Build a binary classification model to predict whether a customer will churn (i.e., discontinue their subscription) or not based on various features in the dataset. You are given a dataset containing customer information and whether they churned or not in the past. Your task is to use this dataset to train a machine learning model and evaluate its performance on a test set.
Clone the repository and install the required packages using pip:
git clone https://github.com/mohammadrezashariat/Churn-Prediction
cd Churn-Prediction
pip install -r requirements.txt
To run the prediction model, execute the following command in the project root directory:
python main.py
This will preprocess the data, train the model, and generate predictions for the test set. The model accuracy will be printed to the console.
You can use the Telco Customer Churn dataset, which is available on Kaggle at https://www.kaggle.com/blastchar/telco-customer-churn.
The prediction model is a logistic regression classifier, trained using scikit-learn.
The dataset was preprocessed using the following steps:
There were no duplicate rows in the dataset, so no rows were removed.
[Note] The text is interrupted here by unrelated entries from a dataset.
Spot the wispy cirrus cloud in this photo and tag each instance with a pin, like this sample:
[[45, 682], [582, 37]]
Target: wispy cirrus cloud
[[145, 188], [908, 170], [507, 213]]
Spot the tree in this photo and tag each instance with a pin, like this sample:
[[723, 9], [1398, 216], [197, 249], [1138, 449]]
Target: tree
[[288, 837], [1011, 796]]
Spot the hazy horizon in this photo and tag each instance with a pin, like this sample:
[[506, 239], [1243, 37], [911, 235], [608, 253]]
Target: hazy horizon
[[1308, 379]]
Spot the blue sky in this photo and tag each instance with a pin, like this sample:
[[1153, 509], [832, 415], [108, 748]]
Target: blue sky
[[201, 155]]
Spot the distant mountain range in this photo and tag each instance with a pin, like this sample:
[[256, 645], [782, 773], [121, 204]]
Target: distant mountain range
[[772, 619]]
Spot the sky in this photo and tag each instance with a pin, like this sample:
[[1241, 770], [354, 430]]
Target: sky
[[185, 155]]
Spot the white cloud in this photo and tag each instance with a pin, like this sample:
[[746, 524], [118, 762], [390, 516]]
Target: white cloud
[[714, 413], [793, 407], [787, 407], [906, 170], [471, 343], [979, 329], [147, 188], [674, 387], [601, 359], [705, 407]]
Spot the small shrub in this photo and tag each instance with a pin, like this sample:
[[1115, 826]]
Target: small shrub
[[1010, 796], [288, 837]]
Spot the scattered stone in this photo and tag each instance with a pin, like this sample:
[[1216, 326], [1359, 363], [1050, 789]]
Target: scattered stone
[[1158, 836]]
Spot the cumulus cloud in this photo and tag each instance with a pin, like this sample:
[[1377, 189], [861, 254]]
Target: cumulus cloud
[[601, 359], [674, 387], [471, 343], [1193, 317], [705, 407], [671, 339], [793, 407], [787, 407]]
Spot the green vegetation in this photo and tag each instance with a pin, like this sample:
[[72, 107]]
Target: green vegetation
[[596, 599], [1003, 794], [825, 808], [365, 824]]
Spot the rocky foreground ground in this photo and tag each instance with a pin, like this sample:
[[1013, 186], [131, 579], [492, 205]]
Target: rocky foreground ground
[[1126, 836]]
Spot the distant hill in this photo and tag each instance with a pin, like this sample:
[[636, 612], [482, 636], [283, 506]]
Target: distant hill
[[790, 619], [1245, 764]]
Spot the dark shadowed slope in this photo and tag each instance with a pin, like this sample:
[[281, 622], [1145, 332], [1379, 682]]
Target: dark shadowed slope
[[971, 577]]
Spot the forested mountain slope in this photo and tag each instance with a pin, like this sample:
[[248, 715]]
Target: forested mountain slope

The "customerID" column was removed as it does not contribute to predicting customer churn.
There were missing values in 'TotalCharges' the dataset, so fill with mean of 'TotalCharges'.
Categorical variables such as :
['gender', 'InternetService', 'PaymentMethod', 'Partner', 'Dependents', 'PhoneService', 'PaperlessBilling', 'MultipleLines', 'OnlineSecurity', 'OnlineBackup', 'DeviceProtection', 'TechSupport', 'StreamingTV', 'StreamingMovies', 'Contract', 'PaperlessBilling']
were converted to numerical using one-hot encoding.
The numerical variables "MonthlyCharges", and "TotalCharges" were scaled using np.log1p.
The features used for training the model were selected based on their relevance in predicting customer churn. The selected features were
["gender", "SeniorCitizen", "Partner", "Dependents", "tenure", "PhoneService", "MultipleLines", "InternetService", "OnlineSecurity", "OnlineBackup", "DeviceProtection", "TechSupport", "StreamingTV", "StreamingMovies", "Contract", "MonthlyCharges",
"TotalCharges"]
No additional feature engineering was performed.
'Logistic regression' was chosen as the algorithm for this problem because it is a simple yet effective algorithm for binary classification problems such as predicting customer churn.
The model was evaluated using the following metrics:
Accuracy: The proportion of correct predictions made by the model.
ROC Curve: A plot of the true positive rate (TPR) against the false positive rate (FPR) for different classification thresholds.
Confusion Matrix: A matrix showing the number of true positives, true negatives, false positives, and false negatives predicted by the model.